M’autorisant de nos relations qui remontent à la Conférence internationale pour la protection ouvrière, réunie à Berne, en 1913, je me permets de vous demander votre opinion sur les questions qui nous occupaient alors et sur les solutions qui pourraient leur être données.

Les circonstances ne me paraissent plus permettre aujourd’hui la procédure suivie antérieurement pour aboutir à la conclusion de conventions internationales réglant certaines conditions du travail industriel. D’autre part, vous ne m’en voudrez pas de vous dire que la Suisse tiendrait particulièrement à conserver, pour autant que cela est possible, le rôle que la confiance des Gouvernements étrangers lui avait assigné dans ce domaine. Je sais que mon pays pourra toujours compter sur votre amical appui et votre haute influence.

Il est pour moi hors de doute qu’une réglementation internationale du travail est aujourd’hui plus désirable et nécessaire que jamais; elle me paraît s’imposer en raison des exigences non seulement matérielles, mais aussi morales, que les ouvriers de tous les pays ont déjà émises et vont encore formuler. En 1913, la Conférence internationale s’est occupée uniquement de l’interdiction du travail de nuit des jeunes ouvriers et de la fixation de la journée de travail maxima pour les femmes et les jeunes ouvriers employés dans l’industrie. Aujourd’hui, la question de la journée de travail maxima pour tous les ouvriers, spécialement de la journée de huit heures, est nettement posée partout, entr’autres par les organisations ouvrières suisses. Il est évident que la solution pour notre petit pays dépend beaucoup de l’attitude des autres Etats et serait grandement facilitée par des accords internationaux. Pour le moment, j’essaie de régler la question par des conventions entre patrons et ouvriers. Les organisations patronales suisses sont prêtes à faire des concessions.

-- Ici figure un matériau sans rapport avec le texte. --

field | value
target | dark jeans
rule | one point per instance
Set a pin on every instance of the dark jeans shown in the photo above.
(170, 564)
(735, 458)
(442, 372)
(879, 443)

Il serait pour moi d’une extrême valeur de connaître vos idées sur ces questions, puisque votre manière de voir déterminera sans doute celle de l’Union française pour la protection ouvrière et dirigera les résolutions de votre Gouvernement. Croyez-vous que des décisions en cette matière seront prises à l’occasion de la conclusion de la paix? Estimez-vous qu’une démarche de la Suisse auprès des Gouvernements Alliés serait accueillie favorablement?

Je ne demande qu’à servir la cause qui, je le sais, est aussi la Vôtre et j’ai la conviction que ces questions ouvrières domineront plus que jamais la vie sociale et, partant, la vie politique des nations. Je tiens à vous déclarer expressément que, dans l’affaire dont je vous entretiens, la Suisse n’a été pressentie par aucun pays et que sa première démarche à l’étranger est celle qui fait l’objet de la présente lettre. Je vous serais reconnaissant de la considérer, pour le moment, comme étant tout à fait personnelle.

1
Lettre: E 2200 Paris 1/1561.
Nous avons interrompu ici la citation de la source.